By An Hong   June 16, 2016 | 05:37 pm GMT+7

Vietnamese rural migrant workers should be allowed to settle permanently in cities and enjoy the same public facilities and services as those with urban household registrations or 'ho khau' do.

The main reason for the government’s reluctance to push forward with the reform of the 'ho khau' system is that policymakers are worried about the burden that new migrants will place on social services funded by the cities, according to joint research carried out by the Vietnam Academy of Social Sciences and the World Bank.

Researchers said the Vietnamese government should make it quicker and easier for those who want to change their place of residence to their new urban homes.

The government should also give migrants the same access to job opportunities in the public sector and simplify public services such as registration of motorcycles.

The report, drawing on data from the 2015 Household Registration Survey and qualitative research, says at least 5.6 million migrants in the five surveyed provinces were not registered in their new homes, including 36 percent of the population in Ho Chi Minh City and 18 percent in Hanoi.

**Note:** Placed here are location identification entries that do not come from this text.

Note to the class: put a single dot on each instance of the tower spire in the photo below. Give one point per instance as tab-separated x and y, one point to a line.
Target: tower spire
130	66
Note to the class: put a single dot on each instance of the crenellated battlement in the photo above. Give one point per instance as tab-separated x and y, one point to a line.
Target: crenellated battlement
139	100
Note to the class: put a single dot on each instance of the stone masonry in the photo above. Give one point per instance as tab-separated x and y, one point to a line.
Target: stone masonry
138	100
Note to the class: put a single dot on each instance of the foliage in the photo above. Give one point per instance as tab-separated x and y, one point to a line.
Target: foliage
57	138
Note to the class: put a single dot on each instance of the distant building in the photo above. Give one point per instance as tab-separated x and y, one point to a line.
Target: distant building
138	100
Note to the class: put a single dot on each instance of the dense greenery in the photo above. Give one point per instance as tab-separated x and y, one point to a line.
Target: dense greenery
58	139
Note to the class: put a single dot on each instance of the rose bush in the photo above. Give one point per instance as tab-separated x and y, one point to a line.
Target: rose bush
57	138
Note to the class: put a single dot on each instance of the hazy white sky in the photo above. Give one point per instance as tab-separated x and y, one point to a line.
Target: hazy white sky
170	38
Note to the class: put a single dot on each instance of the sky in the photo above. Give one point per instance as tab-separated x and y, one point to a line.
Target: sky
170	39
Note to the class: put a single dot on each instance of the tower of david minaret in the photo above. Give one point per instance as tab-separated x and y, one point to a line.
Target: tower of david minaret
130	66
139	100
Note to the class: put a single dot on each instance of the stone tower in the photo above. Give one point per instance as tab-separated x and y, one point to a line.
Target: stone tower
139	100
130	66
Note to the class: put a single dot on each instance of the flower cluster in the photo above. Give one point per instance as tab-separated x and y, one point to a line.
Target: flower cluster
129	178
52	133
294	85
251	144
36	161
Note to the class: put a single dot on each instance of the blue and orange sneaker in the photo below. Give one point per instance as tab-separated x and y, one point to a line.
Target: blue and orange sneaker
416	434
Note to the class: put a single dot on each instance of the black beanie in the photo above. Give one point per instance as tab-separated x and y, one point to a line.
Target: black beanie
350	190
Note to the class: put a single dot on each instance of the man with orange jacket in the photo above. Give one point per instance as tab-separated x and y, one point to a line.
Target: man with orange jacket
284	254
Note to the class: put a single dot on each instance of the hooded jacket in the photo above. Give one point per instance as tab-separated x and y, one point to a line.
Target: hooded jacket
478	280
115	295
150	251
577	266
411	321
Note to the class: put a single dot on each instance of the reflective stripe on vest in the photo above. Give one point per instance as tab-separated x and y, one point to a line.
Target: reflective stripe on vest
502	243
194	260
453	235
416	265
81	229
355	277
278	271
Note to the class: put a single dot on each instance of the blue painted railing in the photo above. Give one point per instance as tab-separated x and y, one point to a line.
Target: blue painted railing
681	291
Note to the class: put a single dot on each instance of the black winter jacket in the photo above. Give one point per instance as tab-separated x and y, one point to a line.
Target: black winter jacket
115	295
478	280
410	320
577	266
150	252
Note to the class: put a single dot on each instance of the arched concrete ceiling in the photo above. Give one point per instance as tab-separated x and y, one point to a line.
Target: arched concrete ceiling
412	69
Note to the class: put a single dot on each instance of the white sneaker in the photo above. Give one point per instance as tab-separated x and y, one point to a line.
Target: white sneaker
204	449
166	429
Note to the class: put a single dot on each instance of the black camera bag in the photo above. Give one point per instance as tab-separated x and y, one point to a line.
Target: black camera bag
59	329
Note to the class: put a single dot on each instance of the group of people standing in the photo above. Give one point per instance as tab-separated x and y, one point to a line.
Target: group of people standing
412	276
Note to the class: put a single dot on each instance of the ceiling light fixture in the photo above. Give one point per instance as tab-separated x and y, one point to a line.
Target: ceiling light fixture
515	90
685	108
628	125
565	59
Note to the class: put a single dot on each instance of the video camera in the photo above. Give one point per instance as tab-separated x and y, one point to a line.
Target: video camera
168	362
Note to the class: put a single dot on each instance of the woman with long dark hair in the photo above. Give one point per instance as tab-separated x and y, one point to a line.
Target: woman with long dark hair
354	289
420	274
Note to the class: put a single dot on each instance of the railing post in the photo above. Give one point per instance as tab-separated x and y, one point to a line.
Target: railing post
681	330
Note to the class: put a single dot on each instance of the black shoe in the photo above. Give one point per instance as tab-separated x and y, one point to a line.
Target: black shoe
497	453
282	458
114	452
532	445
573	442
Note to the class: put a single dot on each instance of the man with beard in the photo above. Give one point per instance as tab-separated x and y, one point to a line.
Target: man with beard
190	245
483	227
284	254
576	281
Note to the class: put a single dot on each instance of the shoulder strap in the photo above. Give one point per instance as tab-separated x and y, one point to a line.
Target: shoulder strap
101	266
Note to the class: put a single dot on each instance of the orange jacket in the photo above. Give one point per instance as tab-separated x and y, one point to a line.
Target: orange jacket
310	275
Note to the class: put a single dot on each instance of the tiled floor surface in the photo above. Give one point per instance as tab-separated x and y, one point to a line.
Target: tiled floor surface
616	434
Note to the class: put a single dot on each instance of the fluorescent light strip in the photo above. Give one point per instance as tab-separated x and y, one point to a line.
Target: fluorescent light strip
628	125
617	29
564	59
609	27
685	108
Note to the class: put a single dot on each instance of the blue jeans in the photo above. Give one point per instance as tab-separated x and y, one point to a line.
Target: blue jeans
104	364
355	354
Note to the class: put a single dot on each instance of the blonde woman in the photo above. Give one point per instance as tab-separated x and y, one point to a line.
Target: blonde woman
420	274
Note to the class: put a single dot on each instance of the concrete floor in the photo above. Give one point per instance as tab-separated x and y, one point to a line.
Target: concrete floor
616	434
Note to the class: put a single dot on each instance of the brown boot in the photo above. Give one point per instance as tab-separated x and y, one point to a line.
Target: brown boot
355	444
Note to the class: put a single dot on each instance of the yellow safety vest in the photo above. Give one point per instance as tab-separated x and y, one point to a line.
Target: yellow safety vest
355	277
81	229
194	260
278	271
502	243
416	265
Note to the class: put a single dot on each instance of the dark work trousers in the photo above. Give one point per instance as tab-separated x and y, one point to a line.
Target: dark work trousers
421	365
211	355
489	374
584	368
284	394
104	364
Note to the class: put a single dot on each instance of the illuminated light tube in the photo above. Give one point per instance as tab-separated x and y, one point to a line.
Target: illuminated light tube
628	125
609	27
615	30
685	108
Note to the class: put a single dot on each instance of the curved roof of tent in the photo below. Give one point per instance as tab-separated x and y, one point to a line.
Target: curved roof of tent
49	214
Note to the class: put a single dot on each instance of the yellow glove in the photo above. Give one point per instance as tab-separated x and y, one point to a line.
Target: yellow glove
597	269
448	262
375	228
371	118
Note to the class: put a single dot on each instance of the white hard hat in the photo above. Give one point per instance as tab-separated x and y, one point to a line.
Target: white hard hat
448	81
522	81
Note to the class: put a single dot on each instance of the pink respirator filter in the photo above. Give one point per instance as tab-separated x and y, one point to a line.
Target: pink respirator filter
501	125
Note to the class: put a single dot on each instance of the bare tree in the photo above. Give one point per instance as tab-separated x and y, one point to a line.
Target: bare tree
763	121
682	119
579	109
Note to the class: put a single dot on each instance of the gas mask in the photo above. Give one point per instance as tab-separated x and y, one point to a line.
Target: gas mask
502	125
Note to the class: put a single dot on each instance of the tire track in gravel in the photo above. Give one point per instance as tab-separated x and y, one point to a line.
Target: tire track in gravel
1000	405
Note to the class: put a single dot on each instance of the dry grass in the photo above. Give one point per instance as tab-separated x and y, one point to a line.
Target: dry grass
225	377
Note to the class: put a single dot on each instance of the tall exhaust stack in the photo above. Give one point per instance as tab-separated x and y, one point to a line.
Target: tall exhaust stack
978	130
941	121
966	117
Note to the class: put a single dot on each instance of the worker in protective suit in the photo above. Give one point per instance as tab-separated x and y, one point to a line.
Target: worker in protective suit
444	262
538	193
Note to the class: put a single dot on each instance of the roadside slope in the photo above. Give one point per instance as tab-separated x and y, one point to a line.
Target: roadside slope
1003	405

About 70 percent of them work in the private sector, especially in manufacturing and for foreign firms, which is twice as many as people with permanent residency.

Their average income is now slightly higher than that of permanent registrants.

However, many of them are not allowed to access healthcare or even education for their children in the cities where they live and work.

Some policymakers have raised concerns that relaxing the system could result in increased migration to urban centers, straining public services and municipal finances. Photo by VnExpress Photo Contest/Trieu Quang

Some policymakers have raised concerns that relaxing the system could result in increased migration to urban centers, straining public services and municipal finances. Photo by VnExpress Photo Contest/Trieu Quang

“This study shows that the 'ho khau' system has created inequality of opportunity for Vietnamese citizens,” said Achim Fock, the World Bank’s acting country director for Vietnam.

“Further reforms could ensure that migrants have the same access to schools, health care and employment in the public sector as everyone else. That will encourage people to move to cities and support Vietnam’s economic growth and structural transformation,” he added.“This study shows that the 'ho khau' system has created inequality of opportunity for Vietnamese citizens,” said Achim Fock, the World Bank’s acting country director for Vietnam.

The 'ho khau' system began 50 years ago mainly to control migration to the cities as well as to ensure public security.

The Vietnamese public has mixed views about the household registration system.

Some think it is necessary to assure public safety and limit migration. At the same time, a large majority says the system should be relaxed, because it limits the rights of people without permanent status and that it induces corruption.

“The 'ho khau' registration system is no longer relevant for managing and controlling Vietnamese society, which has been undergoing drastic changes toward 'doi moi' (renovation) and international integration,” said Dang Nguyen Anh, vice president of the Vietnam Academy of Social Sciences.

“The system should be replaced by a more scientific and modern approach to make people's lives easier and inclusive,” he added.

The Vietnamese government has taken the initial steps towards an alternative system that could ultimately replace 'ho khau'.

The authorities are developing a national population database which will hold basic information on each individual including gender, ethnicity and marital status.

Each citizen will have an identification card with an identification number linked to the database.

The new system could help reduce the administrative burden and financial costs of household registration on both the government and citizens.